Last month I mentioned that I think goal-setting can be very confusing. And it’s pretty easy to set yourself up to lose if you are not familiar with the process.

I mentioned there are three different categories of goals: Outcome Goals, performance goals and process goals. And that if you focus on the outcome instead of the performance, or especially the process, you are more likely to experience anxiety and less likely to succeed.

Categories of Goals

Outcome goals are things that compare yourself to others like winning a competition. They are things that you are not in complete control of.

Performance goals are in line with the outcome you want, but are measures of personal success like gaining muscle, or losing fat. They are within your control.

Process goals are the things you’ll do to reach your performance goals. Things like cutting out all white flour and added sugar, or running 15 miles a week. They are also completely within your control.

It’s important to note that if you consider reaching a process or performance goal a “win,” you will literally experience the dopamine rush of joy and pleasure, making striving toward your outcome goal more fun, even if you don’t win the competition.

Why people fail at reaching goals

Most of you are probably not working for a podium shot, so let’s talk about the performance and process goals for a bit.

In fact, let me get real with you. I believe any time people fail to achieve their performance goals, it is because they either don’t want it enough or don’t think they can achieve it (barring any debilitating, serious injury or disease, of course)

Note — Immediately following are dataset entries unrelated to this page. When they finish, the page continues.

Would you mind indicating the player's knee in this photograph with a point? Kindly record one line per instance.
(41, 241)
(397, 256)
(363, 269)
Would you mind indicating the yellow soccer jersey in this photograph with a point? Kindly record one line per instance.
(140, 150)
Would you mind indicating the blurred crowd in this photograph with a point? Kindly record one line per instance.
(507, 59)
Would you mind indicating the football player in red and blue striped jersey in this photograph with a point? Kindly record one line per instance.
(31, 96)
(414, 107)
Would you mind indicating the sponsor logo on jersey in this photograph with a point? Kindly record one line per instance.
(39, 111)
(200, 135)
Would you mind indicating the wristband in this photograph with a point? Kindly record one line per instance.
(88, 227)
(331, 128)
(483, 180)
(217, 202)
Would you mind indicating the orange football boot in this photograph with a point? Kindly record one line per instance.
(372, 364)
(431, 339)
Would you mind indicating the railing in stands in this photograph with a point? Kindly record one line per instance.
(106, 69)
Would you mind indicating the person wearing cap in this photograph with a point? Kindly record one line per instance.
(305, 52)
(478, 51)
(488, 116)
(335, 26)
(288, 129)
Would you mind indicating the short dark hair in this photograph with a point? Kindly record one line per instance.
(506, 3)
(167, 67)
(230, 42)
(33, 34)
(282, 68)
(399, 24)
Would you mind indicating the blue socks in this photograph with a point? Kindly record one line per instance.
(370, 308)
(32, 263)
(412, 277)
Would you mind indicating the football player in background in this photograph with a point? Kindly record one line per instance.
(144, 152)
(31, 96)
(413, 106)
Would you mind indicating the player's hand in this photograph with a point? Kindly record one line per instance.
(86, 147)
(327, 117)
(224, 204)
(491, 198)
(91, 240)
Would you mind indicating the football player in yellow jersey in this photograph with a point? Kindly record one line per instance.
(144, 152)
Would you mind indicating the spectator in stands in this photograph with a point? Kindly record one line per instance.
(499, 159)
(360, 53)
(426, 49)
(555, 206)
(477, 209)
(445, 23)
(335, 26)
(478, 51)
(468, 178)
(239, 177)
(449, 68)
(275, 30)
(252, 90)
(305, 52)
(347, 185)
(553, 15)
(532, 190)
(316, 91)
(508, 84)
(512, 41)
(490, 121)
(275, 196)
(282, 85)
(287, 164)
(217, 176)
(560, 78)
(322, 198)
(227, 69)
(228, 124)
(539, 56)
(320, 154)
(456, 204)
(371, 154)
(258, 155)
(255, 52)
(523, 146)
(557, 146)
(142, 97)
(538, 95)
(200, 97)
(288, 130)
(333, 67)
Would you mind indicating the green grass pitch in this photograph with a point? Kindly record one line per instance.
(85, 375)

Listen to the stories of success, and the underlying theme is that something clicked, and the goal became one of the most important — if not THE most important — thing for them to do. In fact, many of them would tell you it was “easy” once they made the decision.

When you want it enough, you’ll make it happen.

I am a big fan of setting BHAGs (Big Hairy Audacious Goals). And I think for many of us, those goals get us up in the morning; we are motivated by the meme: “Set a Goal so high that you can’t achieve it, until you become the person who can.”

But many of us set those goals and then sleep in, because after all, they are un-achievable goals. This is why it’s so important for you to get real with yourself about what works for your life. What works for your best friend, or for Rich Froning or for Massy Arias may not work for you.

What next?

So, now you might be saying: “OK Andrea, so what should I say is my goal?!”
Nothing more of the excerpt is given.